The former sugar workers may have jobs, but they may not be earning union-level wages. He also questioned the breadth of the data collection.

“(I) don’t want to be a constant pessimist, (but) what we’ve seen historically in Hawaii, when you shut down a plantation, agriculture, you don’t get a recovery anywhere near what was there before,” said Bonham, who is also a professor of economics at UH-Manoa.

There may be an uptick in diversified agriculture, but those businesses will not replace the jobs and wages lost by the closure of a large sugar plantation, like HC&S, he told the audience at the King Kamehameha Golf Club.

Carl Bonham of the University of Hawaii Economic Research Organization delivers an update Wednesday on how the closure of Hawaiian Commercial & Sugar has affected the labor market. He said unemployment on Maui remains low and the labor force appears to have absorbed the more than 600 workers who lost their jobs. However, he noted that the new jobs likely pay less and questioned the statistical collection of data. The Maui News / MATTHEW THAYER photo

As for his forecast of the Maui economy, Bonham said, “this is as good as it gets.”

Growth over the long term will not come from tourism, the No. 1 industry in the state and county, said Bonham. Though recent tourism reports show record-breaking numbers of visitors and increased spending by them, Bonham pointed out that spending data would naturally rise with inflation.

Long-term economic growth will have to come from technology industries and small businesses and their exports. This includes “small businesses who will export their beer . . . all over the world,” Bonham said, referring to Kihei-based Maui Brewing Co., whose owners Garrett Marrero and Melanie Oxley were honored at the luncheon by the U.S. Small Business Administration as the 2017 Small Business Persons of the Year for Hawaii.

Maui Brewing Co. exports beer to 20 states and 13 countries.

Large-scale agriculture was part of the three-legged economy of Hawaii of years back, the other two legs being tourism and the military. But the large-scale agriculture leg officially disappeared in December when HC&S, the last sugar plantation in the state with a 145-year history, shut down.

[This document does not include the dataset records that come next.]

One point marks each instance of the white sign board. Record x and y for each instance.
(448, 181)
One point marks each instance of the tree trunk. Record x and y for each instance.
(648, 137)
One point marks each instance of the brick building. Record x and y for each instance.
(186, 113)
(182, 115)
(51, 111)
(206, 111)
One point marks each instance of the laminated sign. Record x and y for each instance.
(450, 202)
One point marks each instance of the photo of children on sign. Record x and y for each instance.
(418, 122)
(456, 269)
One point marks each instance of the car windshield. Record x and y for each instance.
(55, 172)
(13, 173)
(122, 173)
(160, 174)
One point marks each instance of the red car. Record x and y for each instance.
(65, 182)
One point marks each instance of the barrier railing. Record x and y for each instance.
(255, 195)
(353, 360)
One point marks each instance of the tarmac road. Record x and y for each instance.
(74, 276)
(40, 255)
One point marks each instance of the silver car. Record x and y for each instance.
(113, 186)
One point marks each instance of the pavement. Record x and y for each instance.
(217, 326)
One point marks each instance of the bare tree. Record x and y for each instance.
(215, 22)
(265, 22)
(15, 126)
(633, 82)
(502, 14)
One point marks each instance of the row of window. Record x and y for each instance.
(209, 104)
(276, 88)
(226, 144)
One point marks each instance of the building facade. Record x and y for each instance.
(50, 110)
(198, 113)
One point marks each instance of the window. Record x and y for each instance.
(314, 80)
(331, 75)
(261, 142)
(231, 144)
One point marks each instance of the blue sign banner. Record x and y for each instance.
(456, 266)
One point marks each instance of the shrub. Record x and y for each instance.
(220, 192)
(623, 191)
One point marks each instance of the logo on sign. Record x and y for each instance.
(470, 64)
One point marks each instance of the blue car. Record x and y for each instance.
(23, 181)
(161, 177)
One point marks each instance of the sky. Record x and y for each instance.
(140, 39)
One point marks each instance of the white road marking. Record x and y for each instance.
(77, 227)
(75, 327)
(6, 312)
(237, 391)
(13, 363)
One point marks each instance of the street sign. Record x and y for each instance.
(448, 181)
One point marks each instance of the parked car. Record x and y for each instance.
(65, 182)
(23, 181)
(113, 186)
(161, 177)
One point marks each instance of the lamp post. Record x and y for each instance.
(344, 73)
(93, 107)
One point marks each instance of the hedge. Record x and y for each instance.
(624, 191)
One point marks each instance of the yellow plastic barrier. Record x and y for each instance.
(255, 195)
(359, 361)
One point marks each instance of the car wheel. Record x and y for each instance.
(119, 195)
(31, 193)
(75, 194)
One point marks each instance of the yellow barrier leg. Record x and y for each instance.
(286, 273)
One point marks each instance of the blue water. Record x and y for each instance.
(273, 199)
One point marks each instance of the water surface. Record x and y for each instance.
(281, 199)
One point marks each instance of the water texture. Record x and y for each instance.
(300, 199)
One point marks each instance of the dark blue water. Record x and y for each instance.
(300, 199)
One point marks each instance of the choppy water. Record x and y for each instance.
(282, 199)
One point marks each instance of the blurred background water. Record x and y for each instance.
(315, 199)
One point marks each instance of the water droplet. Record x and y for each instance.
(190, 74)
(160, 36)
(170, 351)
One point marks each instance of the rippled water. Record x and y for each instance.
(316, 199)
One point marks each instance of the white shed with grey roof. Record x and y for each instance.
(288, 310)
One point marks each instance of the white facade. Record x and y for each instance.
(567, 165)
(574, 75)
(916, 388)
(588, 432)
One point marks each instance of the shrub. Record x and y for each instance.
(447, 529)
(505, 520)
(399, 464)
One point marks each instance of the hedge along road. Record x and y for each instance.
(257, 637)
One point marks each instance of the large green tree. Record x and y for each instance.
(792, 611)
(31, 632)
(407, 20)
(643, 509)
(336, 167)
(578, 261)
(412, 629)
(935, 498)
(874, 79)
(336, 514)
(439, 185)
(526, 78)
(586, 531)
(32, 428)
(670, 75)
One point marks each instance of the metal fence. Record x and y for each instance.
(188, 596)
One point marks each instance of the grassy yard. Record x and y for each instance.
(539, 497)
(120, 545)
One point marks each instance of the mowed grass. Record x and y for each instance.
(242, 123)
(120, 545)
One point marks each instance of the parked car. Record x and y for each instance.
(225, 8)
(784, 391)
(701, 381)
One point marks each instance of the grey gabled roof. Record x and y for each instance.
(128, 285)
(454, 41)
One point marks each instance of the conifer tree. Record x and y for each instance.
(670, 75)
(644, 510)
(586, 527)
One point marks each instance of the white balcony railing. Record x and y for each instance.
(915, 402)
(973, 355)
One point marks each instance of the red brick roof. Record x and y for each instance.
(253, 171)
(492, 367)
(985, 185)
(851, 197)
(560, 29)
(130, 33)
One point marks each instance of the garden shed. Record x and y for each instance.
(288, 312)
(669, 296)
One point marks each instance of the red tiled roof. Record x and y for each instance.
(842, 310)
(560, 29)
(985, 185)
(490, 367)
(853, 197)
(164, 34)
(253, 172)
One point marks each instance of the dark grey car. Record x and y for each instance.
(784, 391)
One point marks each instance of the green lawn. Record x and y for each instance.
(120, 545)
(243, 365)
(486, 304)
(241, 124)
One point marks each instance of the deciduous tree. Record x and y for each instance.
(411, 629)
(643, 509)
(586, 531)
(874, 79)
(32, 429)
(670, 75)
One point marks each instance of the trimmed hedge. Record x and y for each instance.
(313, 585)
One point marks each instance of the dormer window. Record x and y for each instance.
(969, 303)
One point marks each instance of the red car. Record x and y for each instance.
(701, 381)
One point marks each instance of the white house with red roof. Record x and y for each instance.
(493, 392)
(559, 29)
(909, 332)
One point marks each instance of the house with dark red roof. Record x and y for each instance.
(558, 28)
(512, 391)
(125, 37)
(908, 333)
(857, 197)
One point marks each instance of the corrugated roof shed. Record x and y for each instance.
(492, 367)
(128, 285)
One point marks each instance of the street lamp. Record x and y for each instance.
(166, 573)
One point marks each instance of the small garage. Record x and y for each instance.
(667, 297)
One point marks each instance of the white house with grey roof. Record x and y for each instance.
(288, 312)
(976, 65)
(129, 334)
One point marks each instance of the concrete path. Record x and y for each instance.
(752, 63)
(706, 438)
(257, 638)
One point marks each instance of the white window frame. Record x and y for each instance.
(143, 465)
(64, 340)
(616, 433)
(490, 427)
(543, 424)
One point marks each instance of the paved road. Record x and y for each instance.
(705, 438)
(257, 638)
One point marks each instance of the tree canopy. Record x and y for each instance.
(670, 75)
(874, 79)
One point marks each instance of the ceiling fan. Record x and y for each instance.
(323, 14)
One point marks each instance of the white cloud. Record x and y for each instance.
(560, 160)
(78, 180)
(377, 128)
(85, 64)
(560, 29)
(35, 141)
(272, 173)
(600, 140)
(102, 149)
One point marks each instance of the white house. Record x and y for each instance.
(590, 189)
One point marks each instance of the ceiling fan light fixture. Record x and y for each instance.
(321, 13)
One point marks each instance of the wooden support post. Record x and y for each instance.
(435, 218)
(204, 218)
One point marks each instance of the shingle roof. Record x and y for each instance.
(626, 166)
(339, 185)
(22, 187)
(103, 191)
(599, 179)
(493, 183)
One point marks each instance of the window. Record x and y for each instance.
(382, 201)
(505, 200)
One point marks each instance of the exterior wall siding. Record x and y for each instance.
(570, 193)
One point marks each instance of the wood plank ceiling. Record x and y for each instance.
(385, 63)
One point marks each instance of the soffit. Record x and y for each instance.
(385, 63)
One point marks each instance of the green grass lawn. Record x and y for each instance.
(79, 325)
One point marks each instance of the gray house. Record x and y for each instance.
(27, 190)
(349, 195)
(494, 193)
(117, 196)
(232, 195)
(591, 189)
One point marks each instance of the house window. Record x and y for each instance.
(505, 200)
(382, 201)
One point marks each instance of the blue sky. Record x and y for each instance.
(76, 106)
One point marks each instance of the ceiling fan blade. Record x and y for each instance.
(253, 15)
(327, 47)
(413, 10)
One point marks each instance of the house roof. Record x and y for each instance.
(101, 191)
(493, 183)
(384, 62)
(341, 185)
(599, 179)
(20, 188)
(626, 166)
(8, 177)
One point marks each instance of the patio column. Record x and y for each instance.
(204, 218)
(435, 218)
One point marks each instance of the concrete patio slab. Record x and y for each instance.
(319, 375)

Its parent company, Alexander & Baldwin, cited $30 million in losses from its agribusiness sector in 2015 with more projected losses going forward. A&B officials said in December that there would be 14 workers remaining from a more than 600-member HC&S workforce.

Maui Chamber of Commerce President Pamela Tumpap agreed with Bonham’s comments that paychecks for former HC&S laborers likely will be less than than the $19 to $20 an hour they earned. As these workers have integrated into the workforce, Tumpap said they are encountering wages that are considerably lower.

“We are finding a significant gap,” she said.

This is why March’s 2.8 percent unemployment rate is deceiving with regard to the loss of jobs at HC&S. Bonham noted that there was an uptick in state labor department unemployment statistics from 2.6 percent in December to 3.3 percent in January. Since then, though, there has been a decline to 2.9 percent in February and 2.8 percent in March. (The data is not adjusted for seasonal hiring, such as during the holidays and the summer.)

The data may be deceiving because there are no statistics available on agricultural jobs; statisticians at the state Department of Agriculture were laid off during the Great Recession in the late 2000s, Bonham said.